Nel XII secolo L. era praticamente sconosciuto: Lovato Lovati (1241-1309) mostra di aver preceduto i contemporanei nella conoscenza del De Rerum natura, che rimase molto circoscritta sino a quando nel 1417, forse a Fulda, Poggio scoprì un codice (derivante dallo stesso archetipo di OQ), dal quale derivano i codici umanistici, tra cui il Laurenziano 35, 30 (cfr. R. Sabbadini, Le scoperte dei codici latini e greci ne' secoli XIV e XV, Firenze 1914, 192). D'altra parte alcuni confronti tra passi lucreziani e danteschi, soprattutto quando si può escludere la presenza di altra fonte, in modo particolare degli apologeti cristiani, che spesso imitano o citano versi lucreziani, impediscono di negare in assoluto l'eventualità di una magari parziale lettura da parte di D. del De Rerum natura.

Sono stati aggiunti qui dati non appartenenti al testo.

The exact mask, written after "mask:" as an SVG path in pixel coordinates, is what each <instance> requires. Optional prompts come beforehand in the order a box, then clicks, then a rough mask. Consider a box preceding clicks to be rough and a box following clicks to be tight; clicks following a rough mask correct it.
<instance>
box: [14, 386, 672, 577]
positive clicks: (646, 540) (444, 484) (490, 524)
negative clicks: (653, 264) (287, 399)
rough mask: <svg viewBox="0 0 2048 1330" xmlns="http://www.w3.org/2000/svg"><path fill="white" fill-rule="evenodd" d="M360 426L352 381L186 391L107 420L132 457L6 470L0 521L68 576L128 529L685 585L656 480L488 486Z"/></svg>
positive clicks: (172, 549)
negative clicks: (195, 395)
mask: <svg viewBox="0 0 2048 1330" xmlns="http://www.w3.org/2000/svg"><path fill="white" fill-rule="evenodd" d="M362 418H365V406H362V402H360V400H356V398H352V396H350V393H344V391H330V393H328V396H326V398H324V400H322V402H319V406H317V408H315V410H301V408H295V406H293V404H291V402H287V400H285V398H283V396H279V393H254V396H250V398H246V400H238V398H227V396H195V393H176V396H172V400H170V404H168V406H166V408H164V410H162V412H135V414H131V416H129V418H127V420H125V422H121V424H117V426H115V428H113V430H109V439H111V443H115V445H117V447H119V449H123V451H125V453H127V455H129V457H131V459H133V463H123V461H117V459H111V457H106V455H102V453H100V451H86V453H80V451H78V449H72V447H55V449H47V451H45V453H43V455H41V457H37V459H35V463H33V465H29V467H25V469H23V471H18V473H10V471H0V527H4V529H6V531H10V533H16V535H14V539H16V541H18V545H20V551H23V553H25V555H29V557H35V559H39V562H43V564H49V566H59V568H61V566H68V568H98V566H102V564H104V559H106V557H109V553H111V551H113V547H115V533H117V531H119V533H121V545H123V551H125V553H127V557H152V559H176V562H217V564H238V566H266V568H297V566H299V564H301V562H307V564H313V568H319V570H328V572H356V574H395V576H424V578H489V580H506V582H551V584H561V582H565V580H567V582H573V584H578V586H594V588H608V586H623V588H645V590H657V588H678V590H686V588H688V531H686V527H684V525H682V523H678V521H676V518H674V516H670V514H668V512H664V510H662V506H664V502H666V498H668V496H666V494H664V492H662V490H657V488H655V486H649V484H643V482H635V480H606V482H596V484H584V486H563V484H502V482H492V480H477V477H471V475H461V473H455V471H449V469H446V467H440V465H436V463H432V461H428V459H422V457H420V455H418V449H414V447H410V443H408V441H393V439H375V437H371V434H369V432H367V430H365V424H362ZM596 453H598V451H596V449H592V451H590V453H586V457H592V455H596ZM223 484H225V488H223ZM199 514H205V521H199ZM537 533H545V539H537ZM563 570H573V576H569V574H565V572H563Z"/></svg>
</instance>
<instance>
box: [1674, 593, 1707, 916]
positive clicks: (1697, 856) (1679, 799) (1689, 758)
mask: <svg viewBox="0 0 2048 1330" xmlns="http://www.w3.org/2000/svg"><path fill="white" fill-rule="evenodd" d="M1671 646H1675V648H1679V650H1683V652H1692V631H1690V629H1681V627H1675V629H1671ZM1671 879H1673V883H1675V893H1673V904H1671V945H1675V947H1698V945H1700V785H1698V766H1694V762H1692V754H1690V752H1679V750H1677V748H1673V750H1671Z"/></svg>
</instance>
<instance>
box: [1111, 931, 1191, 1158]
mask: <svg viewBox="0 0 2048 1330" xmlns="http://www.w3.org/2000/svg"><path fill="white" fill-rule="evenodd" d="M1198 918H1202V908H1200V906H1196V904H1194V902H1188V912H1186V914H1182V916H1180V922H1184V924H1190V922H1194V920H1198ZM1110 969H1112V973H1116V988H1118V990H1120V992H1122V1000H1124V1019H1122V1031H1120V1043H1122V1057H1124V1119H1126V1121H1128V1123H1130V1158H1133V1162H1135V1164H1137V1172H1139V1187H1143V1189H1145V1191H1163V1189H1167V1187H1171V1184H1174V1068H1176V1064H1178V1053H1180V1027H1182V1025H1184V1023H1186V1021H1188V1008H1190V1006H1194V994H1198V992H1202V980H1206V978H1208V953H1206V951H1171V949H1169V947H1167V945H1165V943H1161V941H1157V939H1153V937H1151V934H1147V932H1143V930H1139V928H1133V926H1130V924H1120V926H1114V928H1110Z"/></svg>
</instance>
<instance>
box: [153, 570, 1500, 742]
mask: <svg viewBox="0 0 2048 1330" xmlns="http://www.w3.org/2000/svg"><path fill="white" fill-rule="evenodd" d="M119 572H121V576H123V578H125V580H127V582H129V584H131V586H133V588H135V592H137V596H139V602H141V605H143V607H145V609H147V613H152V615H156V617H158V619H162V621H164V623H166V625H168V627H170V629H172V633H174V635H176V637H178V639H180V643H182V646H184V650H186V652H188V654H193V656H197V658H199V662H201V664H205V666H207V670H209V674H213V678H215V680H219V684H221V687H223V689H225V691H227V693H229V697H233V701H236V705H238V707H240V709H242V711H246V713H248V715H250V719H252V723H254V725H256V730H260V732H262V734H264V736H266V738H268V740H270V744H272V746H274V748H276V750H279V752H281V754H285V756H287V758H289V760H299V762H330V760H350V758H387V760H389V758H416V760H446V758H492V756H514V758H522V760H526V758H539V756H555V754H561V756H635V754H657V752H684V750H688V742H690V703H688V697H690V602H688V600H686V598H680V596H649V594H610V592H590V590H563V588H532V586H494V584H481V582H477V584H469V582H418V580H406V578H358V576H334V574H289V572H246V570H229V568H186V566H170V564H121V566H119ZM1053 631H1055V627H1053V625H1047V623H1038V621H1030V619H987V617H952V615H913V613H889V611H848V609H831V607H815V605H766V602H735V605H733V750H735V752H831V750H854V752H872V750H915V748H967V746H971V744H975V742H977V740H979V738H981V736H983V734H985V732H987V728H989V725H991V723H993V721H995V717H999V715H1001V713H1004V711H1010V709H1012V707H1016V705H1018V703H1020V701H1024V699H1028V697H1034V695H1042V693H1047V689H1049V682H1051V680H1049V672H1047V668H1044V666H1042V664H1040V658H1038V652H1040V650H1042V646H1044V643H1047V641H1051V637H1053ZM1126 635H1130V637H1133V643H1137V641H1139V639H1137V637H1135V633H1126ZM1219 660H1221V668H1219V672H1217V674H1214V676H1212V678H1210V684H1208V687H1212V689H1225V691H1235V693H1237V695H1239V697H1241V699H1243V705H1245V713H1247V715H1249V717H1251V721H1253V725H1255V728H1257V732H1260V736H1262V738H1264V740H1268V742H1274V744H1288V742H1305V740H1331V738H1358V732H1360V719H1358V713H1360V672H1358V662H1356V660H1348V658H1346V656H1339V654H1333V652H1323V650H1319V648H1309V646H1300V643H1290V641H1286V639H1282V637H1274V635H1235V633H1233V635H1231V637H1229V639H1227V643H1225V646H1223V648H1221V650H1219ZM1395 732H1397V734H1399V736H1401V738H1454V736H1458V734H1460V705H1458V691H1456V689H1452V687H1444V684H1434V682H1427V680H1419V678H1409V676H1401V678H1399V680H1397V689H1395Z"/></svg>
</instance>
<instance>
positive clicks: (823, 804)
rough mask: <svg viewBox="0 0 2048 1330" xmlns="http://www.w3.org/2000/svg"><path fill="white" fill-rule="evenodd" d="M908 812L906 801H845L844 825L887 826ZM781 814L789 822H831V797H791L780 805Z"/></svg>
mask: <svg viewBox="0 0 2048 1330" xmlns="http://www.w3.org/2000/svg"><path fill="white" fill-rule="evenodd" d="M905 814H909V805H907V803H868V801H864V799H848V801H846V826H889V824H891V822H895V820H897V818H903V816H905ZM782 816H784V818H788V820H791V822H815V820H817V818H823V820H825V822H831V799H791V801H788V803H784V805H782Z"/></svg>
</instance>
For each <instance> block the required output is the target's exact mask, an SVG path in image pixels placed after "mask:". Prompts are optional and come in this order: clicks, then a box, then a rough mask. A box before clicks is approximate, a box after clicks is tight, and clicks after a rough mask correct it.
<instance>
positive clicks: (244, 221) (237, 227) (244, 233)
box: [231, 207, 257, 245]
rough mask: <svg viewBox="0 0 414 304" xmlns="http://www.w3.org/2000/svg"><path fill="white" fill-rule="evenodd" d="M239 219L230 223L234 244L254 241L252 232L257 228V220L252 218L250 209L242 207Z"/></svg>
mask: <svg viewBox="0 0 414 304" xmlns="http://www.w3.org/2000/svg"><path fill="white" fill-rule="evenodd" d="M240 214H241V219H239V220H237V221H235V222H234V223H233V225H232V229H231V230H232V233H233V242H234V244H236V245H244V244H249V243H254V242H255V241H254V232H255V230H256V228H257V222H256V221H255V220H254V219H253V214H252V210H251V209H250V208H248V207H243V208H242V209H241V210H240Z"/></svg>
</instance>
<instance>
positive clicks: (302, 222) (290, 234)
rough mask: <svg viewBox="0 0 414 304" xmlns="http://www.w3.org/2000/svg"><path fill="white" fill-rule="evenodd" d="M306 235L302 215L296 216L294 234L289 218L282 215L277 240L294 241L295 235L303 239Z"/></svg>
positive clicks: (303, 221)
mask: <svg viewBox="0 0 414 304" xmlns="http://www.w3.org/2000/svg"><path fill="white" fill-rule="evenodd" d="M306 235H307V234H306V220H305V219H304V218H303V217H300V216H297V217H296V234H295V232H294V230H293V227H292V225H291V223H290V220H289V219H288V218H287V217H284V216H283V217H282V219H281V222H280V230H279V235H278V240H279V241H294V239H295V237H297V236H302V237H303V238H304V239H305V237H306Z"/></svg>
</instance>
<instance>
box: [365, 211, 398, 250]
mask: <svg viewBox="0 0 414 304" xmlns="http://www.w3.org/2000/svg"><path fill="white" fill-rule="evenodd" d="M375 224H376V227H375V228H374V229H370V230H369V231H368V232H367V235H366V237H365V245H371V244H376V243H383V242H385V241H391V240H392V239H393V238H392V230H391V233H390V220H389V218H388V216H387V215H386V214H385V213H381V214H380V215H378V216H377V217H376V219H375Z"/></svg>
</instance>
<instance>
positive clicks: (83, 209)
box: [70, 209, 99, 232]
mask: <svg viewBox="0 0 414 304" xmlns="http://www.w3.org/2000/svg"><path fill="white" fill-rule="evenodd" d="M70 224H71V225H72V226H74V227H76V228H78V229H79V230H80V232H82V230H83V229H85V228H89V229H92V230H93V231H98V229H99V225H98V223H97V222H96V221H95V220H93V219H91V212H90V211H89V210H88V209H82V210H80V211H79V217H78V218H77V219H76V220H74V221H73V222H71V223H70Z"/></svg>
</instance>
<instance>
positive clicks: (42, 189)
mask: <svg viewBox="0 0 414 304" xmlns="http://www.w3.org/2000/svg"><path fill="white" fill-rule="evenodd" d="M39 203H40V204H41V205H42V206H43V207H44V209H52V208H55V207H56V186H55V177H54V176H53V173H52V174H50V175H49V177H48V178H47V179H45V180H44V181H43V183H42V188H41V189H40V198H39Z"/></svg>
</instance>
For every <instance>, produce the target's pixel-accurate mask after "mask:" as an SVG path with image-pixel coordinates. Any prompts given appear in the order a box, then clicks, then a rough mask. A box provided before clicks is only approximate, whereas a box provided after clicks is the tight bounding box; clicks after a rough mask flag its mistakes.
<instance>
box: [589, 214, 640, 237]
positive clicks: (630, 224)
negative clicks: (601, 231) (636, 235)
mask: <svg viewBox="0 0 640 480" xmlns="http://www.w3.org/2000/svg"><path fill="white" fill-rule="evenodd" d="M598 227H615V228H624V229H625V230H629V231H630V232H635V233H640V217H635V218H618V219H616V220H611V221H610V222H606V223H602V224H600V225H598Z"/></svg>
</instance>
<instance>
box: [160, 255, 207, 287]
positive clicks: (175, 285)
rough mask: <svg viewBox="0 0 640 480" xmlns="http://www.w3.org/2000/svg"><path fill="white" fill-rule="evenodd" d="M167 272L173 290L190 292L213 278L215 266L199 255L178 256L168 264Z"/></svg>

Ma allo stato attuale degli studi è impossibile, senza una prova definitiva, pensare che l'autore del De Rerum natura, che trattò " de summa caeli ratione deumque " (I 54) e svelò agli uomini i " rerum primordia " (I 55) e che per la grandiosità di concezione appare il poeta latino spiritualmente più affine a D., sia stato letto da chi cantò ciò che per l'universo si squaderna (Pd XXXIII 87).

Bibl. - Sulla fortuna di L. nel Medioevo: I. Jessen, Lucrez im Mittelalter, in " Philologus " XXX (1870) 236 ss.; M. Manitius, ibid. LII (1893) 536 ss.; ID., Geschichte der Lateinischen Literatur des Mittelalters, Monaco 1911, 296; J. Philippe, Lucrèce dans la théologie chrétienne du IIIe au XIIIe siècle et spécialement dans les écoles Carolíngiennes, in " Revue de l'Histoire des Religions " XXXIV (1895) 284 ss.; XXXVI (1896) 125 ss.; A. Bufano, L. in Lattanzio, in " Giorn. It. Filologia " IV (1951) 335 ss. Inoltre, P.R. Caverni, in " La Scuola " I (1873) 29-30, 63 ss.; L. Venturi, Le similitudini dantesche, Firenze 1889, 95; E. Moore, Studies in D., I, Oxford 1896, 295; U. Cosmo, Noterelle francescane, in " Giorn. d. " VIII (1900) 171 ss.; N. Busetto, Saggi di varia psicologia dantesca, in " Giorn. d. " XIII (1905) 123; E. Proto, D. e i poeti latini, in " Atene e Roma " XIII (1910) 93-94; E. Bignone, Per la fortuna di L. e dell'Epicureismo nel Medioevo, in " Riv. Filol. Classica " XLI (1913) 246 ss.; G. Vitaletti, Varietà, in " Giorn. d. " XXVI (1923) 329, 331; A. Renaudet, D. humaniste, Parigi 1952, 116, 336; P. Renucci, D. disciple et auge du monde gréco-latin, ibid. 1954, 126, 192 n. 755.